Arseny Bulakov, president of the Tolkien Society of St. Petersburg, called the production a “very revealing artefact” of its time: “filmed in poor times, without stage settings, with costumes collected from acquaintances – and at the same time with great respect for Tolkien and love for his world.
Mr Bulakov said it reminded him of “the early years of the Tolkienists” in Russia. “Not getting paid for six months, dressed in old sweaters, they nevertheless got together to talk about hobbits and elves, to rewrite elven poems by hand, to try to invent what was impossible to really know. on the world.
Tolkien’s books were hard to find for decades in the Soviet Union, without an official translation of “The Hobbit” until 1976 – “with some ideological adaptations,” according to Mark Hooker, author of “Tolkien Through Russian Eyes.” . But the “Rings” trilogy has been “essentially banned” for decades, he said, perhaps because of its religious themes or the portrayal of disparate Western allies uniting against a sinister power in the world. ‘Is.

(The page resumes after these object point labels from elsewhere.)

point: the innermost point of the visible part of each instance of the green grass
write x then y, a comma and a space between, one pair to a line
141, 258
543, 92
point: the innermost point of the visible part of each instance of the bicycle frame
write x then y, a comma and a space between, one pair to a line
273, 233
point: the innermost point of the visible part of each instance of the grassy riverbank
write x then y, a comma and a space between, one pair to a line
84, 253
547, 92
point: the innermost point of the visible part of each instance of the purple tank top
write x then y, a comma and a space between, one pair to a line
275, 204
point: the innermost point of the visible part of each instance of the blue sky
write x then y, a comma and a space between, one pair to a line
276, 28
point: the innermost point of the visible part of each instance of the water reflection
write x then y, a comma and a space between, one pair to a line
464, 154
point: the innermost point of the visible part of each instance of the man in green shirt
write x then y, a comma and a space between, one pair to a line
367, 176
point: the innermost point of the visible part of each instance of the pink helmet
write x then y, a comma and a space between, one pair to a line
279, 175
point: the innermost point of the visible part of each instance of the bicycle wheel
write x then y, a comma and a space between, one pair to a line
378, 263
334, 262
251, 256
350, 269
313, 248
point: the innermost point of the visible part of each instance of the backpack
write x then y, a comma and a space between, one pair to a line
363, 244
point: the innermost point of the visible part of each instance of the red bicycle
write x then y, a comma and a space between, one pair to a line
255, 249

In 1982, an authorized and abbreviated translation of “Fellowship” became a bestseller, Mr. Hooker said. Translators began to create unofficial versions of samizdat in the years that followed – translating and typing all of the text themselves.
“Khraniteli” aired at a time of “great systemic turmoil” as the Soviet Union was dismantled, and was part of “the flood of ideas that rushed to fill the void,” Mr. Hooker said. “For the average Russian, the world was turned upside down.”
Irina Nazarova, an artist who saw the original show in 1991, said the bbc that in retrospect, “the absurd costumes, a film devoid of direction or editing, dismal makeup and actor – all this screams of a country in ruins.”
Mr. Hooker compared the production itself to a translation of samizdat, “with all the rough edges”. Among them, flickering cameras, as if the hobbits were filming their journey with a camcorder, and sudden cuts to a narrator who, smoking a pipe or smiling in silence, sometimes seems content to leave his audience in the dark.